The time for fishing bath-sponges is in spring. Two men go out to fish in a strong open boat, one rowing, and the other looking over the side to look for sponges on the rocks below, This man carries a long flexible spear with prongs, something like the trident you see in the hand of statues of Neptune; when he sees a sponge, he waits till the boat is directly over it, and then plunges in his spear and tears the sponge away by main force.

When taken, the sponges are at once kneaded and squeezed, and laid by for a day or two. By that time the living jelly-like substance is all decayed, and the sponges are again pressed and squeezed until nothing is left but the clear, tough, leathery skeleton. Then the fishermen do a shabby thing. They fill the little holes and canals with fine sand, for they sell the sponges by weight, and thus make them heavier so as to get more money. If ever you have used a new sponge, you will remember what a lot of sand came out when you first washed it in water, and how often it has scratched your face, because bits of rock were left sticking to it at the root, or part where it was fastened when alive.

When different kinds and differently coloured sponges are clustered together on some coral-reef or rock under the blue water, they look like a garden of flowers.
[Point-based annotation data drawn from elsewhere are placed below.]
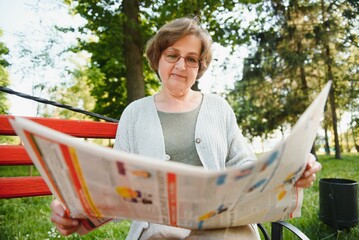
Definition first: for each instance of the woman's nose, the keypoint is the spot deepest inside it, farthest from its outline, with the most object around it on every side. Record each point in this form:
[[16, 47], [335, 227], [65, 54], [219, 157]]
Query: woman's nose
[[181, 64]]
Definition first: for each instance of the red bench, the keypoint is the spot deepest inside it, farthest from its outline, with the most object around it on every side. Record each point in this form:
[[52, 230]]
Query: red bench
[[30, 186]]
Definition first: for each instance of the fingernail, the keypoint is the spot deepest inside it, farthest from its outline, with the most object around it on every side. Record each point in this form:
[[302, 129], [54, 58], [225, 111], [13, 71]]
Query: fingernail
[[62, 214]]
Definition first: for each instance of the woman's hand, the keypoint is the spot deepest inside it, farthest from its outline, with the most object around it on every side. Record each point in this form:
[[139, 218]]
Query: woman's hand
[[308, 177], [64, 224]]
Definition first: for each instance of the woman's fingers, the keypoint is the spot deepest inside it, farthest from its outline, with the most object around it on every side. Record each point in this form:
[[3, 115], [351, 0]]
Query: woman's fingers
[[309, 175], [64, 224]]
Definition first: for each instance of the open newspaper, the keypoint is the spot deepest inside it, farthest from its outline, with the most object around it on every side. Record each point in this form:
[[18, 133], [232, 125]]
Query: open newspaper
[[98, 183]]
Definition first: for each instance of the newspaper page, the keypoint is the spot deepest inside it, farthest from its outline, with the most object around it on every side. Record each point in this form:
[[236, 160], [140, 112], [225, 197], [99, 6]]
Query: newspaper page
[[98, 183]]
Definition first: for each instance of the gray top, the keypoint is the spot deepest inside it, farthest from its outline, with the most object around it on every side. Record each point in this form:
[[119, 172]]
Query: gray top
[[219, 143], [179, 134]]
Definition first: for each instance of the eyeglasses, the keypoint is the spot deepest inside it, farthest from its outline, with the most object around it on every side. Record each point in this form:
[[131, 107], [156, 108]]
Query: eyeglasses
[[173, 57]]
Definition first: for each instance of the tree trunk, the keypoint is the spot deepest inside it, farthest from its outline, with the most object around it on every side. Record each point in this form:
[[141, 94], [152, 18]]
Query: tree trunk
[[133, 51]]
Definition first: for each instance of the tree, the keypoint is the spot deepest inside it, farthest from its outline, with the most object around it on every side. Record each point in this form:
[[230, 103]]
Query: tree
[[295, 49]]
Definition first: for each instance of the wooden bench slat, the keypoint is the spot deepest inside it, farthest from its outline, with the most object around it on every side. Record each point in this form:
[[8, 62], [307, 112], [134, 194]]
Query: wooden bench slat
[[14, 155], [77, 128], [23, 187]]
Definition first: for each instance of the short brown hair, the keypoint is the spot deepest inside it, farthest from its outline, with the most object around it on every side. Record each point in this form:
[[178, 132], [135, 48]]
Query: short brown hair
[[171, 32]]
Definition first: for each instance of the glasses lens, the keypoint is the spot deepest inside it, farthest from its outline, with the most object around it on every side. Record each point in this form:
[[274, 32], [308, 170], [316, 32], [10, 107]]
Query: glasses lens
[[172, 57], [192, 61]]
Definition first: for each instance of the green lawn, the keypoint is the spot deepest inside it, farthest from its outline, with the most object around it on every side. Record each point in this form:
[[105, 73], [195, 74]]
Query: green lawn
[[28, 218]]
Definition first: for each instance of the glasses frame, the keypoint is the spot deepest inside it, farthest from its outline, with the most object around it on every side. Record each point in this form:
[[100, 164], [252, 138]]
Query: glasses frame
[[179, 57]]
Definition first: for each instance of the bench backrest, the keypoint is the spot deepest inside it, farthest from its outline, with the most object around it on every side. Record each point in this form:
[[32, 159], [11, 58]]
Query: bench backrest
[[16, 155]]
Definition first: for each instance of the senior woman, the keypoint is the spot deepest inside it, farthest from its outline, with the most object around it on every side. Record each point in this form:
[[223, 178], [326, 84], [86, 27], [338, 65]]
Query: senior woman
[[182, 125]]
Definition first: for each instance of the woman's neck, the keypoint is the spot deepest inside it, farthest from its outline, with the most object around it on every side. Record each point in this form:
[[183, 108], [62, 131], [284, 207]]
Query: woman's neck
[[169, 103]]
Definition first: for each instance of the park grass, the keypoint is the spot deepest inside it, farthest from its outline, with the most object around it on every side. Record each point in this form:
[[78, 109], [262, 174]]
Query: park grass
[[28, 218]]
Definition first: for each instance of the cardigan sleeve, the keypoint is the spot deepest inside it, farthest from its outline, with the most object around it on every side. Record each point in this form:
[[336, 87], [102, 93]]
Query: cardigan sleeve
[[239, 152]]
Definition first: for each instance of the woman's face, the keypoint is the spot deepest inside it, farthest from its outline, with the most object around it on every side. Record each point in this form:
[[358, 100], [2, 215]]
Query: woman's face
[[177, 78]]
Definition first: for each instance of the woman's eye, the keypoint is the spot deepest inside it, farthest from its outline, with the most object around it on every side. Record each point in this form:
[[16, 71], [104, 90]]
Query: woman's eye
[[192, 59], [172, 55]]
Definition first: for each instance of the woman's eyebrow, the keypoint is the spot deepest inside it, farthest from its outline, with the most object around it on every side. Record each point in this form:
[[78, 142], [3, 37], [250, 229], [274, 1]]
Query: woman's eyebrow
[[177, 50]]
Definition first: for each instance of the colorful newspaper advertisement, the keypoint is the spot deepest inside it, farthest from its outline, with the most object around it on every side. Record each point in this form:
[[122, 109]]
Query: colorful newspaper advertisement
[[98, 183]]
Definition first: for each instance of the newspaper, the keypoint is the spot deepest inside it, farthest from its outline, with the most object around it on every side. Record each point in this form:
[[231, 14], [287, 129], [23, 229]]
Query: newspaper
[[97, 183]]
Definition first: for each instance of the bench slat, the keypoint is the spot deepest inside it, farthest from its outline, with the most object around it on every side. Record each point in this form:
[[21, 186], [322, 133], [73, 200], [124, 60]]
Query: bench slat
[[14, 155], [77, 128], [23, 187]]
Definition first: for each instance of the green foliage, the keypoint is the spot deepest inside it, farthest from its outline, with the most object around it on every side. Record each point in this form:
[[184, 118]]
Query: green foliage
[[37, 225], [4, 77], [106, 22], [288, 67]]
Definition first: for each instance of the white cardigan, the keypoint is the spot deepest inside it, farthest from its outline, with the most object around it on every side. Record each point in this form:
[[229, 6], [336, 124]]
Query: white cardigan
[[219, 142]]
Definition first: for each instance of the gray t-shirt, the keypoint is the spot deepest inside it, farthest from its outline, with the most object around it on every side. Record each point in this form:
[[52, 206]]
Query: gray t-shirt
[[179, 134]]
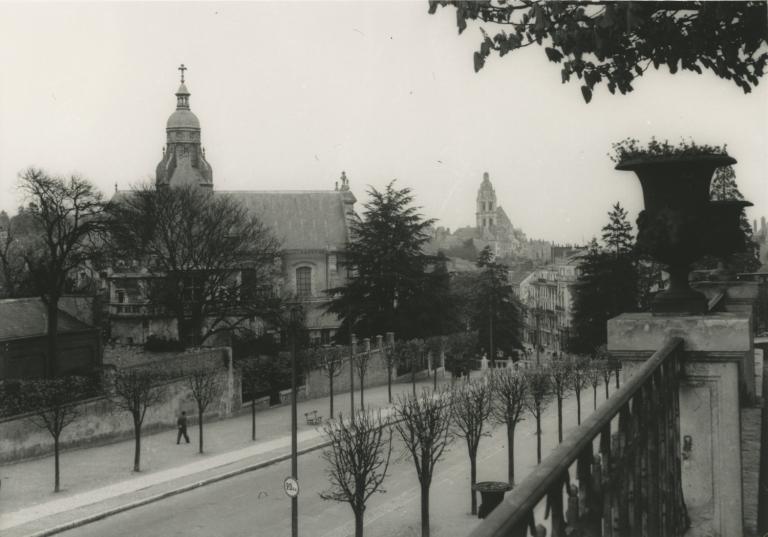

This is all I can tell you about sponges, but I hope, when you wash your faces with a clean sponge, and smell the refreshing odours of the sea which still cling to it, that you will remember it was once a wonderful living creature, enjoying its life at the bottom of the sea, and endowed by the good God with the beauty which He so lavishes on even the smallest and most humble of His creatures. LILY WOLFfoshn.